One of my favorite aspects of this book was watching Samantha take ownership of her life. In this book, Samantha sees herself as two people: the carefree girl in the summer and then the girl dragged around by her friends during the school year. I feel like in YA we rarely see a girl distance herself from problematic friends in a healthy way. I really appreciate how these this aspect played out in the book and think it provides a great message for readers the same age as Samantha.
I also really enjoyed the first half of this book. I liked seeing Samantha develop new relationships with the people in Poet’s Corner. This book shows what a strong group of supportive friends looks like. Samantha learns that you should never feel uncomfortable sharing such a big part of your life with your friends. This is another positive message that I appreciated reading about and think could have a positive impact on younger readers.
That being said, there are a few aspects of this book that I felt needed improvement. In this book, I felt like Samantha’s OCD wasn’t portrayed in a consistent way. In the first chapter, it suggests that one of Samantha’s struggles is thinking intrusive, negative thoughts like cutting her friend’s hair while she’s holding scissors.

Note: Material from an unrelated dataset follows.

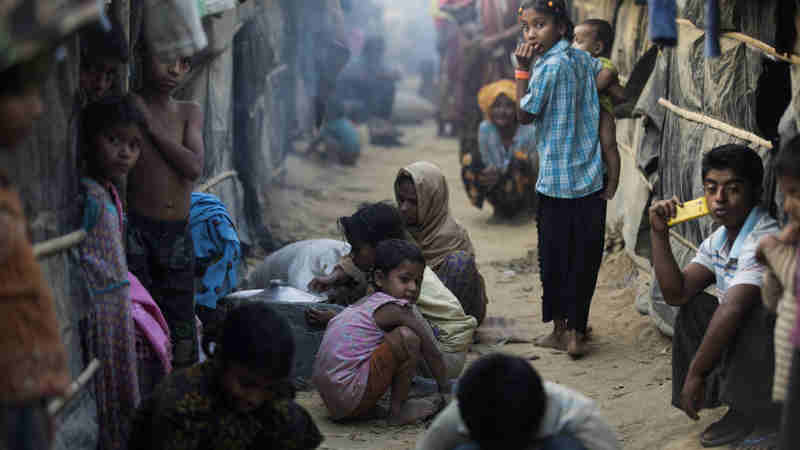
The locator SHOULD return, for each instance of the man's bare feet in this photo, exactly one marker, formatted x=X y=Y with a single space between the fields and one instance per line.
x=414 y=410
x=553 y=340
x=576 y=344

I didn’t think this was really carried out through the book or when it did manifest, it only concerned her imagining herself kissing boys. However, the book was consistent when explaining Samantha’s obsession with the number three and how it impacted her daily life.

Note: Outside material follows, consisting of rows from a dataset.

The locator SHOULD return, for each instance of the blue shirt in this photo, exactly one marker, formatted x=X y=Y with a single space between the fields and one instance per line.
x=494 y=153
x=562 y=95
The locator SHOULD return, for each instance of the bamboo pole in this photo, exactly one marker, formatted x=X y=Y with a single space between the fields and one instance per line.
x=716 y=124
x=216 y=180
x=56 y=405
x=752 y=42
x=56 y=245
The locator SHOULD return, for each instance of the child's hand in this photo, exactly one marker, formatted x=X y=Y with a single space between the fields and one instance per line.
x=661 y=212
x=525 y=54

My largest gripe with this book is the path it takes in the second half. I really dislike when a book throws in an unnecessary twists that makes a part in earlier in the story so that it never actually happened (think We Were Liars). While I understand that Samantha’s OCD or any other mental illness she may experience can change or manifest itself in different ways, I really didn’t like this twist in the story because I think it took away from some of her own character growth. Additionally, this trope is probably my least favorite to read in books so it really put a damper on the ending for me.
Overall, Every Last Word was on okay book for me. While I really enjoyed the second half, I really didn’t care for the second half of the book for the plot twist it utilized. I give Every Last Word three out of five stars.